Tuesday, December 16, 2008

Christmas Just Isn't A Day, It's a Frame of Mind

Yep, it's that time of year when my partner and I set up the assembly line to get out our holiday greeting cards. Every year I keep saying to myself that I have to cut the list, yet each year it seems to grow longer.

Let's see, 128 cards to family (I have a very large family), 154 cards to "elder buds" who I adore and see throughout the year and who receive birthday cards from me as well, and about 120 others -- life-long friends from elementary, junior high, high school, and college, additional friends I've made over the years, my former host families in Europe, as well as some elected officials who I work with.

Believe it or not, 402 cards is less than it had been. People and jobs change, circumstances where you knew people change, and some people have died.

I need to work on this list, but ... I just get into that Christmas frame of mind and get a little emotional, spiritual, and misty. And while mass-produced cards with an annual photocopied Christmas letter, sent using a word-processed mailing label, is not as personal as I would like it to be, there's just so much time available to get this all done.

Over the last few nights, my partner and I had the assembly line set up in our basement. We put DVDs of It's a Wonderful Life, Miracle on 34th Street and my partner's favorite, Ziggy's Gift on to watch, and get to work. There I am saying the lines in the movies, "Mary, Mary..." or when George says "Merry Christmas Mr. Potter!" and old Potter replies, "Merry Christmas to you, in jail!" or "Faith is believing in things when common sense tells you not to," while my partner smiles and rolls his eyes. I'll hum to the tunes in Ziggy's Gift because Ziggy doesn't talk. He just smiles, helps out, and makes magic happen. His Christmas miracle makes my partner get all teary-eyed, while I shed a tear every time Susan discovers the miracle of the holiday granted by Kris Kringle, or George finds Zuzu's petals when he's brought back to real time and hugs Bert the cop.

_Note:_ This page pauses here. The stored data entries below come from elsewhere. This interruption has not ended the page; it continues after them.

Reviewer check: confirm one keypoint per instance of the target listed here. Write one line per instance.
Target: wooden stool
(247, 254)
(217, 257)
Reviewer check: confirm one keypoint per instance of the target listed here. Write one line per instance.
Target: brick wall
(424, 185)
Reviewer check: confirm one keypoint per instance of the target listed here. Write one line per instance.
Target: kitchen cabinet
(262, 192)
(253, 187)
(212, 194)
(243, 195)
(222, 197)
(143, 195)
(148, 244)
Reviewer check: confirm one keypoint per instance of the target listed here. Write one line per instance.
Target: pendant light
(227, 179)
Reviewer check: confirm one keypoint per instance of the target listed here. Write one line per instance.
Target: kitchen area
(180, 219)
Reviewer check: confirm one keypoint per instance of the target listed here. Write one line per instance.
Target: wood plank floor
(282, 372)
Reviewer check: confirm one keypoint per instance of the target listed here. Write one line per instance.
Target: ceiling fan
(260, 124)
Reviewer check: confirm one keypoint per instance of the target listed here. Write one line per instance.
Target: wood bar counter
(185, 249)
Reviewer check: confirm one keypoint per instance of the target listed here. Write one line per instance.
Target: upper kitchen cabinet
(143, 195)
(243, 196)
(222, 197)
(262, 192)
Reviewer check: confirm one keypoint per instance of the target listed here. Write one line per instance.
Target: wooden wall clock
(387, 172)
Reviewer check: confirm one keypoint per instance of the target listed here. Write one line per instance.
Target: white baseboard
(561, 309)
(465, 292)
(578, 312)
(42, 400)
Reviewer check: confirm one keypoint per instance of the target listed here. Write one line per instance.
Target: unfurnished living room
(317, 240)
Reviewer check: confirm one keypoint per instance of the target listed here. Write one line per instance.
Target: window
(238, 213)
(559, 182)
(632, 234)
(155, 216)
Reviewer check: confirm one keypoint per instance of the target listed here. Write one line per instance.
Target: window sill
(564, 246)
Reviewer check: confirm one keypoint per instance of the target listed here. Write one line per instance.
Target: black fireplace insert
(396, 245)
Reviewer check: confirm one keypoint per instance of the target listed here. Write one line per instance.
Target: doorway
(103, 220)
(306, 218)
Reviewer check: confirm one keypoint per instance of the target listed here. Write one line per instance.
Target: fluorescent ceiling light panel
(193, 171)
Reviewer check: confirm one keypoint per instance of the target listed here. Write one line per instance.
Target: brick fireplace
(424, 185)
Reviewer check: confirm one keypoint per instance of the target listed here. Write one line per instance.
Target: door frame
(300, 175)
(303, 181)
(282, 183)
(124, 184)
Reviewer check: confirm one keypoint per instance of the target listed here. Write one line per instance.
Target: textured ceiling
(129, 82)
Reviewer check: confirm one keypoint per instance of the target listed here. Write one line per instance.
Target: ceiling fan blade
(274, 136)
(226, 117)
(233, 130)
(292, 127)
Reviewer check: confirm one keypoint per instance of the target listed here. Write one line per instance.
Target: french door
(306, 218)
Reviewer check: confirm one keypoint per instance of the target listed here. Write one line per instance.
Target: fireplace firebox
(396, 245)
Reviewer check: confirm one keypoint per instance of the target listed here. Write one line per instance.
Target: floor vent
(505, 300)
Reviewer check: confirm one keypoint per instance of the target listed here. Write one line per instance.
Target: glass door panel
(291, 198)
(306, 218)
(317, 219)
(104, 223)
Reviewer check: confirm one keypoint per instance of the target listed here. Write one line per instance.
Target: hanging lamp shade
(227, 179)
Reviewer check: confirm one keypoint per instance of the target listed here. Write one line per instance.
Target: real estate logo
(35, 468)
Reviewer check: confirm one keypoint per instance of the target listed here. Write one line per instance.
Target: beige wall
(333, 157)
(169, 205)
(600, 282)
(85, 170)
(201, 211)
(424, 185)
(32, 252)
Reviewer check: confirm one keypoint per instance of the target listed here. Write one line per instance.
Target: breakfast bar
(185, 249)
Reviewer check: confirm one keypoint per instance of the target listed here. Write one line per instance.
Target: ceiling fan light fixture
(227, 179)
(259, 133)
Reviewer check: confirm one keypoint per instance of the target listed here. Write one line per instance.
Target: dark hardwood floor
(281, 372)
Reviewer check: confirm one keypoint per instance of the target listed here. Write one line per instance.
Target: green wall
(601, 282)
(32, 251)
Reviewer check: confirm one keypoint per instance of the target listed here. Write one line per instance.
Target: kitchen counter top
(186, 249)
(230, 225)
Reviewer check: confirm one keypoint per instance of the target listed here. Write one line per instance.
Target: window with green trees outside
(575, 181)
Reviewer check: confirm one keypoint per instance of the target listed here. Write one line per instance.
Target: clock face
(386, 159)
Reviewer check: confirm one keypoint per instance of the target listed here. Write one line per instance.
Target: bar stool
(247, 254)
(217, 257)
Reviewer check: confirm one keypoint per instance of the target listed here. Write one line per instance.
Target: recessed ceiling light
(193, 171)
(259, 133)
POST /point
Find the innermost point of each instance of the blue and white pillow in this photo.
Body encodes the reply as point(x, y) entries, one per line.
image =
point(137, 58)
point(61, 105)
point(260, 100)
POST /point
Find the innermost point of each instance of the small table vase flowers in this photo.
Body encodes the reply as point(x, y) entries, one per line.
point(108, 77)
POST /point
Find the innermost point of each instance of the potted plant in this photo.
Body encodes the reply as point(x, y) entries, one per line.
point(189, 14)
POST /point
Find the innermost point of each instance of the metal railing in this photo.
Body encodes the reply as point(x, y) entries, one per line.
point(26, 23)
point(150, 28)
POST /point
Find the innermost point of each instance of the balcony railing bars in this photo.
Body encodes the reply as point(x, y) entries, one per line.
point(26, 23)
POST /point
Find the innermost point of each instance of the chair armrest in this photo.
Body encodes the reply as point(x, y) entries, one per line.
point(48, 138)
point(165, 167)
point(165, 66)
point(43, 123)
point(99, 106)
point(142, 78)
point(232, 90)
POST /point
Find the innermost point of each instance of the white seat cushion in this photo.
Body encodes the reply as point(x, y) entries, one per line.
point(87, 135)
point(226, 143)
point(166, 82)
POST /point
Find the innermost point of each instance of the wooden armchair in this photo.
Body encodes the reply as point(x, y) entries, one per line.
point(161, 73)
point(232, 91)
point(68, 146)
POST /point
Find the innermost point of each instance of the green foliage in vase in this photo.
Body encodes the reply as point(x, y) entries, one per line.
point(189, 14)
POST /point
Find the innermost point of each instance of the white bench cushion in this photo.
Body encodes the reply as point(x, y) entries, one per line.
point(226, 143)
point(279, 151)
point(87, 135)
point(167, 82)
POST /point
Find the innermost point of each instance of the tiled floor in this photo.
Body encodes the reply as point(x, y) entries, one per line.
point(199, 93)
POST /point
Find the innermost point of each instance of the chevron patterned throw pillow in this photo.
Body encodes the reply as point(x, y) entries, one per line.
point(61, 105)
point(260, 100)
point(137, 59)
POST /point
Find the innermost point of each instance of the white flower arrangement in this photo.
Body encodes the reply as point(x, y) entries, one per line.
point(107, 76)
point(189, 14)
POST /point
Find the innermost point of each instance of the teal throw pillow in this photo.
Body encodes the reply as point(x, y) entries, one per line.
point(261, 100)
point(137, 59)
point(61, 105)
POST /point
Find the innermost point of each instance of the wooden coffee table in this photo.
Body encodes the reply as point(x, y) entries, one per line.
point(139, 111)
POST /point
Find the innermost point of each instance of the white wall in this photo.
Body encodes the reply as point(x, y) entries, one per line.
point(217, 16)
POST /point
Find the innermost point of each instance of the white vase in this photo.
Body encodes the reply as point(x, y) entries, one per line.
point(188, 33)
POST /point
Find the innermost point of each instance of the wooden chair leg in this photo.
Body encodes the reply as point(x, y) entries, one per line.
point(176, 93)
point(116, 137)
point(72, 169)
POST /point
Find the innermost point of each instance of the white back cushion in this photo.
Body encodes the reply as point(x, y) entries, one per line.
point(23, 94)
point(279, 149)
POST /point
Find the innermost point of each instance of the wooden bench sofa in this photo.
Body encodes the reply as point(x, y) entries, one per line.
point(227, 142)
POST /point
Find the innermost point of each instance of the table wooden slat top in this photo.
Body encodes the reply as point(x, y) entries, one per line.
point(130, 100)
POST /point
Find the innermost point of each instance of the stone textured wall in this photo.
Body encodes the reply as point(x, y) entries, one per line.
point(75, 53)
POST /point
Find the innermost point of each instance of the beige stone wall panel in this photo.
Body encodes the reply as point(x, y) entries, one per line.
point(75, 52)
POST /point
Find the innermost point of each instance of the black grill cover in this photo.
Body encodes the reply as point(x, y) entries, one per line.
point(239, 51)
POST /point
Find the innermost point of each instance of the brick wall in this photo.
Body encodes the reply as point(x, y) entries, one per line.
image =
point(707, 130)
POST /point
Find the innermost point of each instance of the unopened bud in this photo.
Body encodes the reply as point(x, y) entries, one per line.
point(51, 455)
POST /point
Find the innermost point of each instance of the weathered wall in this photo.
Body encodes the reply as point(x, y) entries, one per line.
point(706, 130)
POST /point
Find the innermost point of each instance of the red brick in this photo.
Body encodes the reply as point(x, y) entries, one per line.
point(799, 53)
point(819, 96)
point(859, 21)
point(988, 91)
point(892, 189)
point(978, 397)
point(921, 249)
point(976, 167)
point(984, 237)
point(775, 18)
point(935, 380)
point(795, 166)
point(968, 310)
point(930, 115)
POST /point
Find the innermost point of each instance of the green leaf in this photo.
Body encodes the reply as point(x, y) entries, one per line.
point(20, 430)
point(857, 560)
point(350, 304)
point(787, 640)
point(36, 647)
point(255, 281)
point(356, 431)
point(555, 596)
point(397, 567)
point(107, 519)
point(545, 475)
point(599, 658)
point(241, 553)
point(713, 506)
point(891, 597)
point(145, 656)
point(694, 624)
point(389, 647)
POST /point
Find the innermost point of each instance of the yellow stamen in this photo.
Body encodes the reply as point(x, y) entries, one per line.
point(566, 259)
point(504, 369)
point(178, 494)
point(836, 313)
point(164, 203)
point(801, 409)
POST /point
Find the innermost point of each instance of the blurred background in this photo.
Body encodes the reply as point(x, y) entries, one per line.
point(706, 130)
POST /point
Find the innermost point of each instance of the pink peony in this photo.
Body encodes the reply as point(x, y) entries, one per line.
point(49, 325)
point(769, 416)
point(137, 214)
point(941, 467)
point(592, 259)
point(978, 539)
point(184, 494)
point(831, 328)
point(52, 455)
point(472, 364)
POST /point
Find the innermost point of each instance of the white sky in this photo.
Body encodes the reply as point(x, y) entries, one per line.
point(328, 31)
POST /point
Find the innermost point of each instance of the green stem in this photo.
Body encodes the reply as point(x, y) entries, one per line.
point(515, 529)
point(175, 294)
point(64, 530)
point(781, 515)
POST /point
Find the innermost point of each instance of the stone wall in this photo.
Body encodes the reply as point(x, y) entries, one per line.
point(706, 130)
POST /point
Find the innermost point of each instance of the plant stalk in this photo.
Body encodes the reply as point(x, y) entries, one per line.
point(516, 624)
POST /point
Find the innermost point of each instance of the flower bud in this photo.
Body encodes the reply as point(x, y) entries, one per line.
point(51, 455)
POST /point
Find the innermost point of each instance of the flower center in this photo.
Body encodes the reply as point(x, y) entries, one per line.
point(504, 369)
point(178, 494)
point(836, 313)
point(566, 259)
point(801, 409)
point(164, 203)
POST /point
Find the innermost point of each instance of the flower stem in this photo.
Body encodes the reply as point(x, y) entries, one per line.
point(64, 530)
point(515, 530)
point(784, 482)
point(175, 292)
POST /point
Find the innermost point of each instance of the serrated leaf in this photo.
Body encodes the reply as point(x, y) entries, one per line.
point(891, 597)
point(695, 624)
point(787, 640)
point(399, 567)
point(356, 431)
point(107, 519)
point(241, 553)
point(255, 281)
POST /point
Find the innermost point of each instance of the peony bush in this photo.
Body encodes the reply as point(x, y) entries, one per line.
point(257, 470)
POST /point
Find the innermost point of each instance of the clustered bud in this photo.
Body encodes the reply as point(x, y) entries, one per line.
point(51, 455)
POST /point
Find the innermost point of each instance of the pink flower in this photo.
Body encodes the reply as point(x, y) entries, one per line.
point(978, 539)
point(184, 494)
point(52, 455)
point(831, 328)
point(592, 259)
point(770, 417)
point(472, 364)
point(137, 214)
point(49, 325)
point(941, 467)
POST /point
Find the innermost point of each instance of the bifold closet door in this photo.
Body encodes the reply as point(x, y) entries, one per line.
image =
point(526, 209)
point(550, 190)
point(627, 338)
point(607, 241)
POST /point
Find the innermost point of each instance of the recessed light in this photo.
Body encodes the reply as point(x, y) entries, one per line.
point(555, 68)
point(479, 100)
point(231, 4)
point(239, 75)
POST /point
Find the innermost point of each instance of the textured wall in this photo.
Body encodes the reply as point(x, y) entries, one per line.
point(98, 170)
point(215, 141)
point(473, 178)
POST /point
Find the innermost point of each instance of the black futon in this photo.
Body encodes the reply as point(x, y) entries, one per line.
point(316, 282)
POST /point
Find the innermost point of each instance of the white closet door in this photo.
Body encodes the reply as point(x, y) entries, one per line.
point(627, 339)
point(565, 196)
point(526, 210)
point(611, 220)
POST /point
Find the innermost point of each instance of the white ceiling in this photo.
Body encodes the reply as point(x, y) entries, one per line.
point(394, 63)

I sign our names to the card and letter, and put on the address label on the envelope. My partner puts the card and the letter in the envelope, seals it, puts on a return address label and a stamp, and then I'm off to terrorize the US Postal Service.

And to think, I heard a news report recently that the number of cards being sent this year has dropped significantly. Well, shucks, not for me. It's a holiday tradition, and something I look forward to doing. I think of all the people in our lives who have made it so much richer and rewarding, remembering one of Clarence's line in It's a Wonderful Life:

"Strange isn't it. Each man's life touches so many other lives. When he isn't around he leaves an awful hole doesn't he?"

THIS, my friends, is why I volunteer, why I serve, and why I love my family and friends. This hole is filled, not empty, because we all fill it with how intertwined our lives are, making each person through each of our actions just a little bit better each and every day.

Life is short: show those you love that you love them.